Once she has felt the slightest bit of guilt Miss Brent's sense of security fades. She is now just as fearful as everyone else is.
They all leave Miss Brent alone in the dining room as they clear the table. Miss Brent starts to feel drowsy and then hears a buzzing in her ears like a bee. Then she thinks that she starts to hear Beatrice Taylor coming from the river; this mixes with the buzzing of the bee, and then she feels the prick of what feels like a bee stinging the side of her neck.
This is the first death that the reader sees from the perspective of the character who is about to die. Yet we still do not get any real information besides the fact that Miss Brent is plagued by the memory of the girl she killed at the moment of her own death.
Everyone else is in the drawing room waiting for Miss Brent to come in. Vera volunteers to go get her, but Blore asks her to wait a moment, explaining that he thinks Miss Brent is the murderer because of her religious mania. He also says that she never gave an explanation for her gramophone recording accusation. Vera says that she told her about Beatrice Taylor and explains the story. Blore says that this is only further proof of her hard heart.
The fact that Blore believes that Miss Brent is the murderer right after we find out she has died shows that no one has any real idea what is going on. They are all in the dark.
Wargrave says that this isn't really proof and suggests that they should go get Miss Brent to join them. He agrees that Dr. Armstrong should observe Miss Brent's demeanor. They go in to find Miss Brent, blue-faced and dead.
The character's one agreed upon plan, to watch Miss Brent, is completely useless. She's already dead!

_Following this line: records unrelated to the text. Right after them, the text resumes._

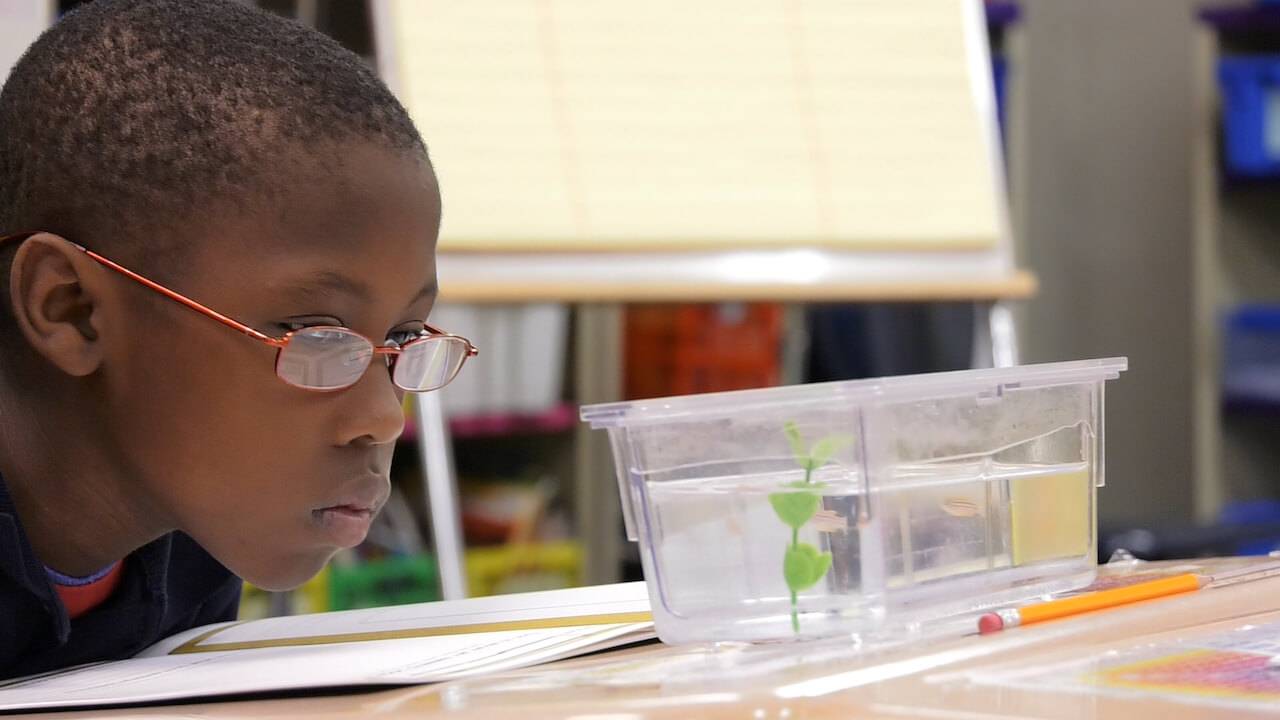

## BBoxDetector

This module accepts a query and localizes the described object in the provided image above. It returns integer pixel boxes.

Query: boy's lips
[311,477,388,547]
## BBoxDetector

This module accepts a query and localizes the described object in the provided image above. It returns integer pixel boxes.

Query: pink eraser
[978,612,1005,635]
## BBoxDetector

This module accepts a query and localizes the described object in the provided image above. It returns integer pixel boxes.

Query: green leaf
[769,492,822,530]
[809,436,852,470]
[782,542,831,592]
[782,420,809,468]
[782,480,831,489]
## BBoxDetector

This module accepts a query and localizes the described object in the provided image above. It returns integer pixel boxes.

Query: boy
[0,0,475,676]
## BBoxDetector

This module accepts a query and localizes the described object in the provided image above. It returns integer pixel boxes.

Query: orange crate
[625,302,782,400]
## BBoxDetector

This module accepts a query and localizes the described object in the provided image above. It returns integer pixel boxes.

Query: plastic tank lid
[581,357,1129,428]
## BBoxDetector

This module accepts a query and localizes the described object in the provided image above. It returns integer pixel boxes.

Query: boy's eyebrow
[283,270,439,310]
[419,275,440,305]
[284,270,371,301]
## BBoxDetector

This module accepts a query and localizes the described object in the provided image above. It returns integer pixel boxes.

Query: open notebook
[0,583,655,711]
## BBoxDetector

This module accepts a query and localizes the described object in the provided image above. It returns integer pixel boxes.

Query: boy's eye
[387,328,425,347]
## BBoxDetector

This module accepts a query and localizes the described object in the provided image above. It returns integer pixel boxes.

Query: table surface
[27,559,1280,720]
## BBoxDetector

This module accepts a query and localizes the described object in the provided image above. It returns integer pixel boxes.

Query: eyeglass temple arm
[68,241,284,347]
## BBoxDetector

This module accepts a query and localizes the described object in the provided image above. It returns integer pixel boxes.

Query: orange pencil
[978,573,1213,635]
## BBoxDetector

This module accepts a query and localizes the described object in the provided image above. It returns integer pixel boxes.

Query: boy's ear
[9,233,102,377]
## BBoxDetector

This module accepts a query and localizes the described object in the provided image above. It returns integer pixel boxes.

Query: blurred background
[0,0,1280,615]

Armstrong says that she was killed by injection – there is the mark of a hypodermic syringe in her neck. There is also a bee buzzing in the room and Lombard says this is the mark of the creativity of the killer because the verse of the ten little soldier rhyme mentions being stung by a bee. Wargrave asks if anyone brought a syringe into the house and Armstrong says that he did. He then defends himself by saying doctors always travel with one. They go up to check his suitcase where Armstrong says he keeps it and it is not there.
Armstrong claims that someone must have taken it. Wargrave suggests that they all put whatever drugs or weapons they have in a safe place and then search every person and room. After some resistance from Lombard who doesn't want to give up his revolver, they all agree.
Although they do not trust each other, the characters believe that if they all give up a bit of power they will be collectively safer.
When Lombard goes to check his drawer where the revolver is kept he realizes that it is not there. Each one of them submits to a full search and they turn up with nothing. They lock up all the drugs they have in a place where it would be noisy to break into. They still cannot find the revolver but Blore says he knows where the syringe must be.
Their plan has come too late, someone has already taken the revolver. The murderer is one step ahead of them.
He goes to the window outside the dining room and finds the syringe and the broken soldier boy. The syringe had been carefully wiped. They decide to search for the revolver again and Wargrave says that they should all stay together for safety. They do not find the revolver.
The murderer is also very careful to cover his or her identity in spite of how quickly he or she has to work. Again, although they believe that the murderer is amongst them, there is still safety in numbers. No one can survive alone.